Pazar sabahı ailecek kahvaltımızı yaptık. Güzel. Herkes yemeğini yedi. Ufaklık tuvalete gitti. Ben mutfağı toparlıyorum. Büyük kızım da odasında oynuyor. Baba gazete okuyor. Harika. Sonrasında....
Küçük kızım tuvaleti bitince beni çağırdı.
Müge- Anneeee bak!
Ben- Tamam anneciğim hadi gönderelim, ellerimizi yıkayalım, totişi yıkaya...
Begüm- Durun ben de bakacağım (koşarak odadan geliyor)
Müge- Hayır bakma (o sırada sifona basıyor)
Begüm - (Kıyamet kopuyor) ben de bakacaktım neden sifona bastın ağlamaya başlıyor
Müge- O benim (doğru söylüyor aslında) diyor :)
Ben- Sinirlerime hakim olmaya çalışıyorum, içimdeki canavarı çıkarmadan ne yapmam gerektiğini düşünüyorum. Bugüne kadar okuduğum hiç bir makalede hiç bir kitapta böyle bir örnek yok. "Hadi bir daha sifona basın iyice gitsin" diyorum.
Begüm- Ben de onun sifonuna basarım o zaman diyor ve elini sifonun üzerinden çekmiyor.
Müge- Kendini tuvalete atıp yere yatarak ağlıyor sifonu ben çekecektim diye. Bu arada üstünü de giydirmiyor.

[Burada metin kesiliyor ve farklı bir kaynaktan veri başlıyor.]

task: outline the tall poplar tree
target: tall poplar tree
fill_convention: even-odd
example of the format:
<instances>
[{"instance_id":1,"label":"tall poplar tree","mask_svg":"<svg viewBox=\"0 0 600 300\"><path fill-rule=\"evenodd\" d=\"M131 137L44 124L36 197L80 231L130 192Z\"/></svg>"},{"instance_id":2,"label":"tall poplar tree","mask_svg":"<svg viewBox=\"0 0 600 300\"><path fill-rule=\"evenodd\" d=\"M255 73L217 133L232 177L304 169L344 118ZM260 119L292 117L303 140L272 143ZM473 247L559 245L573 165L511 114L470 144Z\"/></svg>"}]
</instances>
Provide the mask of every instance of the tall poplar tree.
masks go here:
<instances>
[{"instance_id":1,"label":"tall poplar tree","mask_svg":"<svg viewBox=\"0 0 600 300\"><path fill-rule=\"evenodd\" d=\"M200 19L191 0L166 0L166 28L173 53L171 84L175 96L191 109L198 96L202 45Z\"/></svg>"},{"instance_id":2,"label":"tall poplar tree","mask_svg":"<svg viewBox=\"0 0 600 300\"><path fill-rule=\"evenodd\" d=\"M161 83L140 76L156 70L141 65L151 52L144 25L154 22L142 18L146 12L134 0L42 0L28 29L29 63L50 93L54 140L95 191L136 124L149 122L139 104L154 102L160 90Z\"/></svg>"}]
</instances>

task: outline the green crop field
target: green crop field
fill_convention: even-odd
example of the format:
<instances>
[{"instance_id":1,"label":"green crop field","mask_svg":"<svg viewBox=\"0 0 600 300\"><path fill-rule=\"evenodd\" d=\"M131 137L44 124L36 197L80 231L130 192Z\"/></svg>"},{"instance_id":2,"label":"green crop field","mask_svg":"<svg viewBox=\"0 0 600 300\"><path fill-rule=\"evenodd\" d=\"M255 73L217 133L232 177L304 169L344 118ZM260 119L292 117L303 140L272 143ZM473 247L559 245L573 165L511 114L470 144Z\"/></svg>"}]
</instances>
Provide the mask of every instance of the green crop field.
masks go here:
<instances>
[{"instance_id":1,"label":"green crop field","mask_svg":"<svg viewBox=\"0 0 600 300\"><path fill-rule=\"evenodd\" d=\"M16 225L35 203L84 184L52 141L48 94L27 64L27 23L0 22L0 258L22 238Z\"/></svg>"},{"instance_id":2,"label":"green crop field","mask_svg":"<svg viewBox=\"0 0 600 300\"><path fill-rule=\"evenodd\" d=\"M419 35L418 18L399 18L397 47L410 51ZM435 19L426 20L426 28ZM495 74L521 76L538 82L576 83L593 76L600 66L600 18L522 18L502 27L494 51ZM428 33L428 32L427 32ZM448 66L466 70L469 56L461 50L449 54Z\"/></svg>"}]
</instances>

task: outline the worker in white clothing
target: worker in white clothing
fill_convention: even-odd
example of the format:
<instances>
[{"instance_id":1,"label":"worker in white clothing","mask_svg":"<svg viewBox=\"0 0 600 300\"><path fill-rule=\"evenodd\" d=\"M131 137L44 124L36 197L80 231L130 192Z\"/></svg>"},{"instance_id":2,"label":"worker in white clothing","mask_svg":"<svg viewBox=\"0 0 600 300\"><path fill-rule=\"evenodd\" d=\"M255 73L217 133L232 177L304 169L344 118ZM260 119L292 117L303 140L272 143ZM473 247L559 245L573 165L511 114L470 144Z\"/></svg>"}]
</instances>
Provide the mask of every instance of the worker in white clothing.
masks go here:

Ben- İçimdeki canavara "haydi kopta gel" diyorum
Sonuçta alt- üst komşularımıza giden ses şu şekilde özetlenebilir;
Kakayı neden göremedim diye ağlayan 5,5 yaş sesi
Kakasını göstermeyen ve sifona neden sen bastın diye ağlayan 2,5 yaş sesi
İkisine de bağıran soprano anne sesi.
Ve babanın "alıp başımı gideceğim vallahi" diyen iç sesi.